"Poor Montlouis! /he/ was really loved. There was a little shop-girl, who toiled hard for daily bread, but she was a thousand times more honorable than the haughty woman of noble race that I had just married."
"Yes, and she fell a victim to her love for Montlouis. Had he lived, he would have made her his wife. After his death, she could no longer conceal her fault. In small towns the people are without mercy; and
when she left the hospital with her baby at her breast, the women pelted her with mud. But for me," continued the Count, "she would have died of hunger. Poor girl! I did not allow her much, but with it she managed to give her son a decent education. He has now grown up, and whatever happens, his future is safe."
Had M. de Mussidan and his wife been less deeply engaged in this hideous recital, they would have herd the stifled sobs that came from the adjoining room.
The Count felt a certain kind of savage pleasure in venting the rage, that had for years been suppressed, upon the shrinking woman before him. "Would it not be a cruel injustice, madame, to draw a comparison between you and this unhappy girl? Have you always been deaf to the whisperings of conscience? and have you never thought of the future punishment which most certainly awaits you? for you have failed in the duties of daughter, wife, and mother."
Generally the Countess cared little for her husband's reproaches, well deserved as they might be, but to-day she quailed before him.
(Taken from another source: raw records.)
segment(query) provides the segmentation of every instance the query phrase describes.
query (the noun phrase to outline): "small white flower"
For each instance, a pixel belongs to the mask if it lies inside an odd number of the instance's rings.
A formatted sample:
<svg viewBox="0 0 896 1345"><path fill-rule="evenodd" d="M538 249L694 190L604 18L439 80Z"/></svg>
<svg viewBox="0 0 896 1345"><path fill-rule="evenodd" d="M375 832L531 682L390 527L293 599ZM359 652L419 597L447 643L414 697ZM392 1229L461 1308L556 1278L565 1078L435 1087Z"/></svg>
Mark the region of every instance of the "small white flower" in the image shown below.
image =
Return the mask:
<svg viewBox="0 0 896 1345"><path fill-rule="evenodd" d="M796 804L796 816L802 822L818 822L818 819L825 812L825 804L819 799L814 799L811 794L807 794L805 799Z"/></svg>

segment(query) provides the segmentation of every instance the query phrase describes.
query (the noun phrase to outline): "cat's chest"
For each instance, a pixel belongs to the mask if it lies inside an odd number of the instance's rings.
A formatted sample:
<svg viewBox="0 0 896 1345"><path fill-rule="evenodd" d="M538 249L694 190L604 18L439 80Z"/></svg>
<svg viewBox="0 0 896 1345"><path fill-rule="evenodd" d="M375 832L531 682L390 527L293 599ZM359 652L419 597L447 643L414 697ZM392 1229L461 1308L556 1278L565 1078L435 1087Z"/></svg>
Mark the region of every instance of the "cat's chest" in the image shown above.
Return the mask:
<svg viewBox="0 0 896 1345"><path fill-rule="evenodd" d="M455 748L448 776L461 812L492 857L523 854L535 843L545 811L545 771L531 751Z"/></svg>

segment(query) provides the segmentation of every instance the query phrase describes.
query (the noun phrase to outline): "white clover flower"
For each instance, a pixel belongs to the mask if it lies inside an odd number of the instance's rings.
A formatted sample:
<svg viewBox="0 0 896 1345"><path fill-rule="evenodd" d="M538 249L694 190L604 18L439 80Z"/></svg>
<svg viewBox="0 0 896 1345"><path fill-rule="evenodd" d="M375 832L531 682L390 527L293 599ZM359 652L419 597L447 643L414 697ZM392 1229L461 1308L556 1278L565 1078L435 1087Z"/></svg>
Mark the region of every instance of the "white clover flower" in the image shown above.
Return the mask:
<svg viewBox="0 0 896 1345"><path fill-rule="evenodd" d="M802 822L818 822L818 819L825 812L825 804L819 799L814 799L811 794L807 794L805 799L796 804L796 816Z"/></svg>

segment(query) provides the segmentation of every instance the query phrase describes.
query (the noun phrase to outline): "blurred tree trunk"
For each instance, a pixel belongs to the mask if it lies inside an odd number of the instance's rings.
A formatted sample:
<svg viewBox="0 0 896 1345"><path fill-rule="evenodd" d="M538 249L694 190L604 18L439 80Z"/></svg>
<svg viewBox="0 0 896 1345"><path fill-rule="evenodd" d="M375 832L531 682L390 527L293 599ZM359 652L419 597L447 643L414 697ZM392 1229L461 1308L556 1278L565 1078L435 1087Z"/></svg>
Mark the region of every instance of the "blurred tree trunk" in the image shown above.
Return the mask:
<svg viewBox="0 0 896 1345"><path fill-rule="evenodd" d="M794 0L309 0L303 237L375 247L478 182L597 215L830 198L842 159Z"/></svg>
"With your entrance into my life," continued the Count, "came shame and misfortune. When people saw you so gay and careless under the oak- trees of your ancestral home, who could have suspected that your heart contained a dark secret? When my only wish was to win you for my wife, how did I know that you were weaving a hideous conspiracy against me? Even when so young, you were a monster of dissimulation and hypocrisy. Guilt never overshadowed your brow, nor did falsehood dim the frankness of your eyes. On the day of our marriage I mentally reproached myself for any unworthiness. Wretched fool that I was, I was happy beyond all power of expression, when you, madame, completed the measure of your guilt by adding infidelity to it."
"It is false," murmured the Countess. "You have been deceived."